Mysterious and abandoned for years, Howey Mansion was completed in 1927 for its owner, citrus magnate William Howey who founded the small town of Howey-in-the-Hills just north of Orlando, Florida. He was also the town mayor from 1925 to 1936 and twice ran unsuccessfully for Florida governor. The Mediterranean Revival-style house was one of the most opulent homes in the state of Florida and to celebrate its completion, Howey engaged the New York Civic Opera Company; 15,000 people came to hear them perform. Even President Calvin Coolidge was a guest in the early years when Howey hosted many dignitaries and the rich and famous.
Measuring in at 8,832 square feet, the mansion has eight bedrooms, eight bathrooms, and is sited on 3.63 acres. But it is not a ruin. Of course the red-tile roof needs thousands of dollars of repairs and the marble that was stripped from the tall foyer walls needs to be replaced, but the exquisite stained glass and wrought-iron banisters, sun room, giant pecky cypress front door and ballroom with its romantic upper terrace are intact, though the ceilings need a redo.

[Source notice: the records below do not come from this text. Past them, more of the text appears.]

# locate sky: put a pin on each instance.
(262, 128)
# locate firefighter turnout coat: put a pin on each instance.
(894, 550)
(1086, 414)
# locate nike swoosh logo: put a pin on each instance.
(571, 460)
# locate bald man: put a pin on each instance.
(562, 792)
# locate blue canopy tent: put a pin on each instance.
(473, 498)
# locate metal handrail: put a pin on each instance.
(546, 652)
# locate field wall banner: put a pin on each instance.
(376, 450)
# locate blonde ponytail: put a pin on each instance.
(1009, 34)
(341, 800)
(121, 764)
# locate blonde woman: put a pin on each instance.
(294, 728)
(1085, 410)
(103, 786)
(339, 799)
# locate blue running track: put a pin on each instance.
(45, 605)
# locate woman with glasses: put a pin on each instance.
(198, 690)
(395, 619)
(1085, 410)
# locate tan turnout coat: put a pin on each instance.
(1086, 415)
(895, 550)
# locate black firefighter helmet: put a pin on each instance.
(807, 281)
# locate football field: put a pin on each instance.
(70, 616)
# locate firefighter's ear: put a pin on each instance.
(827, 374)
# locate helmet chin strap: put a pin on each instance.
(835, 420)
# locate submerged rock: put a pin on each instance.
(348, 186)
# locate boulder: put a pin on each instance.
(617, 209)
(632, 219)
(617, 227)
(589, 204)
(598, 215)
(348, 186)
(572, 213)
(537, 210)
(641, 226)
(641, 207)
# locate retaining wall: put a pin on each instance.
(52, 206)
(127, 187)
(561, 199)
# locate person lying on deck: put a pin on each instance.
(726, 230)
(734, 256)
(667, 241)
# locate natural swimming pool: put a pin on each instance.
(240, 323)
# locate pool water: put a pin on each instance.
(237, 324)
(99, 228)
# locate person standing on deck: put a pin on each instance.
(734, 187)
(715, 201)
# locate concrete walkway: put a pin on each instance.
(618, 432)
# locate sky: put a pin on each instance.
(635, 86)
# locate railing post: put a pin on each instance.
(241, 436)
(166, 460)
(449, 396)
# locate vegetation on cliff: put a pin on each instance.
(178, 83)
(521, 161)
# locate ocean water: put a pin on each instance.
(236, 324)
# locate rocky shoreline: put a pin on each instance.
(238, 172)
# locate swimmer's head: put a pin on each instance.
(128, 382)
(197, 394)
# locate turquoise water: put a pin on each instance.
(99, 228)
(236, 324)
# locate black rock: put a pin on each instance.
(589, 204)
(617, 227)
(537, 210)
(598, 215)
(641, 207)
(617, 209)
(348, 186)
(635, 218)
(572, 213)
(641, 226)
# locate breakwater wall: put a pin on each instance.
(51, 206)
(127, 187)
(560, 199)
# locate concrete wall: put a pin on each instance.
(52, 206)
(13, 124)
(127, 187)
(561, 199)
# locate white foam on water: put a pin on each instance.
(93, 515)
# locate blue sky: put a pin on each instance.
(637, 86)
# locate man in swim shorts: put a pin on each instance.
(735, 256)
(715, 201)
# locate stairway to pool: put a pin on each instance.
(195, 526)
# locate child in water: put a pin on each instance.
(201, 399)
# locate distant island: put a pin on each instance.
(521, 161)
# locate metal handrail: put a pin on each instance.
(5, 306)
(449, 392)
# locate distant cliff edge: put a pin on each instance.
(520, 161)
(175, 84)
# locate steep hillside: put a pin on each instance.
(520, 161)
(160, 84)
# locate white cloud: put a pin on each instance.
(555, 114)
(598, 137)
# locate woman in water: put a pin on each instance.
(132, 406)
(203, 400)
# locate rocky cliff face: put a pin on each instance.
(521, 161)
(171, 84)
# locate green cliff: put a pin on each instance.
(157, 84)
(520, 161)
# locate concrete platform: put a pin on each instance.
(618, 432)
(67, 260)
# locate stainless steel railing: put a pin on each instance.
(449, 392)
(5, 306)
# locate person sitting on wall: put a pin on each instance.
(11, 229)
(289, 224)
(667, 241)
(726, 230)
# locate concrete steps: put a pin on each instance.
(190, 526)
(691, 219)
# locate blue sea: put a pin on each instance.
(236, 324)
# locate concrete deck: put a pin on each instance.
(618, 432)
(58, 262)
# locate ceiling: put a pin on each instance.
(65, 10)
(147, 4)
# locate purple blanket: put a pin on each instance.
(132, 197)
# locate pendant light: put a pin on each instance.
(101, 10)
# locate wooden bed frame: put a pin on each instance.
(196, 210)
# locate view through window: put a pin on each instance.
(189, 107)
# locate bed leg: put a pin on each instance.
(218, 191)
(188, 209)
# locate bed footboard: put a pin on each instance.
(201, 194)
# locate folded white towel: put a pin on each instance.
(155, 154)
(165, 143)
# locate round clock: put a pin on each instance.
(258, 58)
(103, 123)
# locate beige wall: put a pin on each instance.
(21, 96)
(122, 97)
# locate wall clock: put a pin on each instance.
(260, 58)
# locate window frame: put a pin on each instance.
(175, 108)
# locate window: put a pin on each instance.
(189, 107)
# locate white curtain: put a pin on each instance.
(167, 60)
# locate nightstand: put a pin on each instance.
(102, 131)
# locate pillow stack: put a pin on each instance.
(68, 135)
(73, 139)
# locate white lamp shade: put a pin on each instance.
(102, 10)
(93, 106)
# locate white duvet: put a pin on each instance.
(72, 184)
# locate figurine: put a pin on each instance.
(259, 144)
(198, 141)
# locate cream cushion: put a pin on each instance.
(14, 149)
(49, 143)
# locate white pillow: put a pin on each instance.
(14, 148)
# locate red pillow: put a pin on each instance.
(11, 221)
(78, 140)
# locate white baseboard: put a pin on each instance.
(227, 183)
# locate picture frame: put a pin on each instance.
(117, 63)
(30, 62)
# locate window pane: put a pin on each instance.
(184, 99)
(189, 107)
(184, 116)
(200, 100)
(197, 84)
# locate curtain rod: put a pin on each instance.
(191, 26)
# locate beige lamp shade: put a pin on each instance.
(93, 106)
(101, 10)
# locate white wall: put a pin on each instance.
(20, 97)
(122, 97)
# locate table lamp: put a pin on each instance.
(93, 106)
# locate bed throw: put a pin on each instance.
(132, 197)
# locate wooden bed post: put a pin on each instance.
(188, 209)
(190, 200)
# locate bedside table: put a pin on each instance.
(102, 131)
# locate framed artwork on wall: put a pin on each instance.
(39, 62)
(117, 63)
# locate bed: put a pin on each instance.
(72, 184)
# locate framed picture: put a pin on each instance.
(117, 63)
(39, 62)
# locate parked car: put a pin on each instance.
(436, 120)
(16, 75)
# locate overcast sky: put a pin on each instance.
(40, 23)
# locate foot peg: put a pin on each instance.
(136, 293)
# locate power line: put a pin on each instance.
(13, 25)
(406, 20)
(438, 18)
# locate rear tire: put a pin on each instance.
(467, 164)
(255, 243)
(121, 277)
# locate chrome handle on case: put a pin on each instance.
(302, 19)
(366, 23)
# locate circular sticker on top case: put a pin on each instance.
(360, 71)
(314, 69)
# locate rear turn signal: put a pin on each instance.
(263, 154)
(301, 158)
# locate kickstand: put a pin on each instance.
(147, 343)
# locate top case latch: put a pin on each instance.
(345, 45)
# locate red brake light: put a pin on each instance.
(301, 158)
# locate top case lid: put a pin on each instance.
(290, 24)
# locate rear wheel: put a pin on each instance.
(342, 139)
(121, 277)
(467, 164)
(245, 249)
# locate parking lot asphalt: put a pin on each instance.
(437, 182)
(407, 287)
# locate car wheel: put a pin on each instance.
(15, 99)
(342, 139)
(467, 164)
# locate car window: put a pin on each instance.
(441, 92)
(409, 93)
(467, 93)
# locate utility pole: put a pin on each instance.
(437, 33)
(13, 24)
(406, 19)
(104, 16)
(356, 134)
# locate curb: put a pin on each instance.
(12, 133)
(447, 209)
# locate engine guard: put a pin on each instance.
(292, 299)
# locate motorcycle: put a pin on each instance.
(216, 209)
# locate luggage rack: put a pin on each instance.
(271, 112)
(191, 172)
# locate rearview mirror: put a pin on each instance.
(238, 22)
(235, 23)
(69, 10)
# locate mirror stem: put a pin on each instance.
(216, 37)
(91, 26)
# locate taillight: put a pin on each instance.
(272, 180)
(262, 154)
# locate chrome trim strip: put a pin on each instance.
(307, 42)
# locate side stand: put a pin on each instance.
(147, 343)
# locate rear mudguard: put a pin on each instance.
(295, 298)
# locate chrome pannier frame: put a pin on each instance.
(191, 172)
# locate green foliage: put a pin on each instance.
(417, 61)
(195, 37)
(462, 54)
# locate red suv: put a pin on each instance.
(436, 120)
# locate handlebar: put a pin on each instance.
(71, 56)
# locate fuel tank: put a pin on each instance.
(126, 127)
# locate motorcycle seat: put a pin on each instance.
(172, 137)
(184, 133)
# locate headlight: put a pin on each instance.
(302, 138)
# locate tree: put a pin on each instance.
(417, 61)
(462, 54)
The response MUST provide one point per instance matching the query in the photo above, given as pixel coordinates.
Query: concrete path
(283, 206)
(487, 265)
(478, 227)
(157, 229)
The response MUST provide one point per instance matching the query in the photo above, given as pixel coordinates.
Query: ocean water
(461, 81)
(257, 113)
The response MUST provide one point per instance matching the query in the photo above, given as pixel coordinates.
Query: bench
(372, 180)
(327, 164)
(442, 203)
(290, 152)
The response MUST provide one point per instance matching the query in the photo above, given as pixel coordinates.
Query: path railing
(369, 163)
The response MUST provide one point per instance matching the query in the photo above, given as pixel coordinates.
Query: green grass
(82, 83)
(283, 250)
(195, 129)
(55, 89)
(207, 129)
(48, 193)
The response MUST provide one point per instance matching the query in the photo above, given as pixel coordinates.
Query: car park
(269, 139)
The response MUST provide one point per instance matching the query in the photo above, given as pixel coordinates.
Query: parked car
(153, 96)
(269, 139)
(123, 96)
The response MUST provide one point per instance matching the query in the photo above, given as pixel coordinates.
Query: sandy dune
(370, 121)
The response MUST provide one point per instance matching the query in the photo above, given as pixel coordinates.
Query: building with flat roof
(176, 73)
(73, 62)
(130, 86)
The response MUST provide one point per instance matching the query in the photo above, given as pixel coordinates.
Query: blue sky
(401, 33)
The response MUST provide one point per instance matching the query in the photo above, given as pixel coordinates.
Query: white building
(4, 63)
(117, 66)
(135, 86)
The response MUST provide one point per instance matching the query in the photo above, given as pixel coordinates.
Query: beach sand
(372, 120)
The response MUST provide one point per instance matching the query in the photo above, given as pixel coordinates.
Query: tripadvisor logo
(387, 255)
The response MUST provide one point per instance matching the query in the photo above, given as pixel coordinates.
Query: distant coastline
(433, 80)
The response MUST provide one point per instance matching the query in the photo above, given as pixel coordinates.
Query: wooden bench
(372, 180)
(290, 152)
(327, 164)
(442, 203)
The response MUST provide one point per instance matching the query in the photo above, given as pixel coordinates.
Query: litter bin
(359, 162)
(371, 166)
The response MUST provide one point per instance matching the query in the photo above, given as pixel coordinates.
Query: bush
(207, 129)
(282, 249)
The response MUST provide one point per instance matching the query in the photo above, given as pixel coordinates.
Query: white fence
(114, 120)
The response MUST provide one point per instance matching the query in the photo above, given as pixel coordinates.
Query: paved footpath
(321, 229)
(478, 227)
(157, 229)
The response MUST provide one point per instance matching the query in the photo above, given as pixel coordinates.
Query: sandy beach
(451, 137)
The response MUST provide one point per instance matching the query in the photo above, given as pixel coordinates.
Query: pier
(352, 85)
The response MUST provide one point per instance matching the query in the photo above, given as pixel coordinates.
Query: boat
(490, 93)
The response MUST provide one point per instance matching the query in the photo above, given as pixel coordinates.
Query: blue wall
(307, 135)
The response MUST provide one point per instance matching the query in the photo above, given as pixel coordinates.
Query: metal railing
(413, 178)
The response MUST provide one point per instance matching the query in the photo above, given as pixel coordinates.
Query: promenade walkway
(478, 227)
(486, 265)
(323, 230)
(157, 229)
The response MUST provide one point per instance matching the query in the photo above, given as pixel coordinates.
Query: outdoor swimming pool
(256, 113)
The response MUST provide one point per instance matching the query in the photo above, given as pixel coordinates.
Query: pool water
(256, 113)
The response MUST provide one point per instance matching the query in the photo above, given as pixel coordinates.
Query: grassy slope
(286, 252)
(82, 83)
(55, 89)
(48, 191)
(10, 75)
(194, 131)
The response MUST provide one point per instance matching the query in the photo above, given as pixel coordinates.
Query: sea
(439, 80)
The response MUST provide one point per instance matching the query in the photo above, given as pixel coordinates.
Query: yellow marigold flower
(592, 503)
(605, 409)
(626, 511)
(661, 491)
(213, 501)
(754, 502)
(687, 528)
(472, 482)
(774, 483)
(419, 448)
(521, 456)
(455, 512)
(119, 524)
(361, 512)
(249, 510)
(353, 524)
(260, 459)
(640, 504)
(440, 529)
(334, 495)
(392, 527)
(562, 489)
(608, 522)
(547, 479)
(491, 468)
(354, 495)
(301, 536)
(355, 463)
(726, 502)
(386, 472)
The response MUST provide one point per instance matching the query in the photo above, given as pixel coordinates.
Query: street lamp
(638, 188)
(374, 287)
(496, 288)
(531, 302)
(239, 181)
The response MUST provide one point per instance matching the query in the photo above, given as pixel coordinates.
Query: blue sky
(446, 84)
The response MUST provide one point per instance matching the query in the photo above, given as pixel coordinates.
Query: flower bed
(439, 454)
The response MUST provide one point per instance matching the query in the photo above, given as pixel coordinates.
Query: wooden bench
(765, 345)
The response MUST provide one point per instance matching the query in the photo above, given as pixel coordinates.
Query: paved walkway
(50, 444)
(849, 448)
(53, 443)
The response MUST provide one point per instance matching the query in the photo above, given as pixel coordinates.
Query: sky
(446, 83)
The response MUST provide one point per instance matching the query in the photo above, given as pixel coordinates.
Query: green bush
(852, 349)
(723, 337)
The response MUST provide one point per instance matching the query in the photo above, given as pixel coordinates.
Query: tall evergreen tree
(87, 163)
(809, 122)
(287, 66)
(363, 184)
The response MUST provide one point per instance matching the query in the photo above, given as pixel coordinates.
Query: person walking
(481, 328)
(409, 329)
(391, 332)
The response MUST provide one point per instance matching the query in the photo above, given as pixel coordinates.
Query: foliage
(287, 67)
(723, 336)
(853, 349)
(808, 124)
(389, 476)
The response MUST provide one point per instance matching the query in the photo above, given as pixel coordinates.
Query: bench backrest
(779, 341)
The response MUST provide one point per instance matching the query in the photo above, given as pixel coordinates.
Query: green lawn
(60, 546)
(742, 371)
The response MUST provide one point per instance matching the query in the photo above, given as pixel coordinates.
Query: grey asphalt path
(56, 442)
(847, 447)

The mansion has had only one other owner, an heiress who died in 2015. The house foreclosed and has been sitting abandoned until April when the mortgage company put it on the market for $480,000. Bids started pouring in and it sold right away for an undisclosed amount considerably higher than the asking price. It is estimated that it will take another $3 million to restore it to its full glory.
The listing real estate agent said that the mansion was very creepy unless filled with potential buyers looking around, and that she would only feel secure with an entire football team as co-inhabitants. The new owner may occasionally think he’s hearing music when the house should be quiet. Will he know about the New York Civic Opera Company performing there so very long ago?